日向ひまり(ひなたひまり)さんは謎多き人妻である。
突然こんなことを言われては戸惑うかもしれないが、『晴追町には、ひまりさんがいる。』を読まれた方にはご理解いただけると思う。架空の町を舞台としたこの青春小説は、不眠症に悩む主人公・木村春近(きむらはるちか)がひまりさんと出会う場面から始まるのだが、この30ページほどの短いプロローグからして少なくとも3つの謎を含んでいる。
・ひまりさんは深夜3時にお弁当を持って犬の散歩をしている。
・彼女は飼い犬の「有海(ありうみ)さん」を「旦那さま」だと言い張る。
・自己紹介もまだのはずなのに、木村春近の名前を知っている。
ほのめかすだけほのめかして、答えも告げずにひまりさんは去っていく。出会い頭に魅力の弾丸をこう何発も撃ち込まれては、たとえ人妻・年上属性がなかろうと、この謎めいた若妻に多少は興味が湧いてくるというものだ。こうして開始早々ひまりさんに魅了された読者は、主人公の春近と同じように、ページをめくりながら彼女の後ろを追いかけることになる。
だが、春近はひまりさんのことばかり考えているわけではない。晴追町では日々様々な事件が発生し、彼の行く手を阻んでしまうのである。たとえば第一話はこんな話だ。大学2年生になった春近は新しくサークルに入ってみた。そこに所属する同学年の女の子、巴崎さんはとてもシリアスな恋愛をしていた。彼女は後追い自殺をしそうなほどに思い詰めており、春近は自分に何かできることはないかと模索する。
第2話では幼稚園に通う子供たちが奇行を始めるようになったという謎が提示される。新しい園長が赴任してからのことだそうだが、主婦たちは新園長のマフィアのような風貌が怖くてなかなか近寄れない。そこで、これを調査してほしいと春近に白羽の矢が立てられる。
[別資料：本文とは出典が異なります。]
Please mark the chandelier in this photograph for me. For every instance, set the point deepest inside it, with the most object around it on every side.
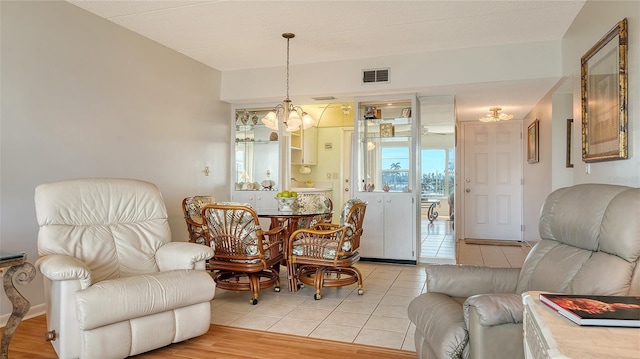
(292, 117)
(494, 116)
いずれの謎もしょせんは他人事。無視しても咎められることはなさそうだが、春近は人が良い。不眠症をひまりさんに軽くしてもらったこともあり、誰かが悩んでいたら首を突っ込まずにはいられない。とはいえ彼はプリンと人妻が好きなだけの一般的な大学生である。できることなどそうはないわけで、最後の一押しが必要な段階になると、あと一歩がなかなか踏み出せない。
そういうとき、彼は汚れた衣類を手に、ひまりさんの勤めるクリーニング店に足を運ぶ。
「きれいになりますか?」
「やってみましょう」
すると、憑き物が落ちたように物語は解決に向けて収束する。『晴追町には、ひまりさんがいる。』は、ミステリアスな話が詰まった、けれど心温まる連作短編集なのだ。
犬についても触れておこう。
ひまりさんの飼犬は「有海さん」という名前の白いサモエド犬である。サモエドといえばロシア生まれの犬種で、ポメラニアンやスピッツに近い。「晴追町」では白い犬が「お犬さま」としてまつられており、有海さんも町中至る所で可愛がられ、親しまれている。ひまりさんについて回る有海さんは、もちろん主要キャラクターだ。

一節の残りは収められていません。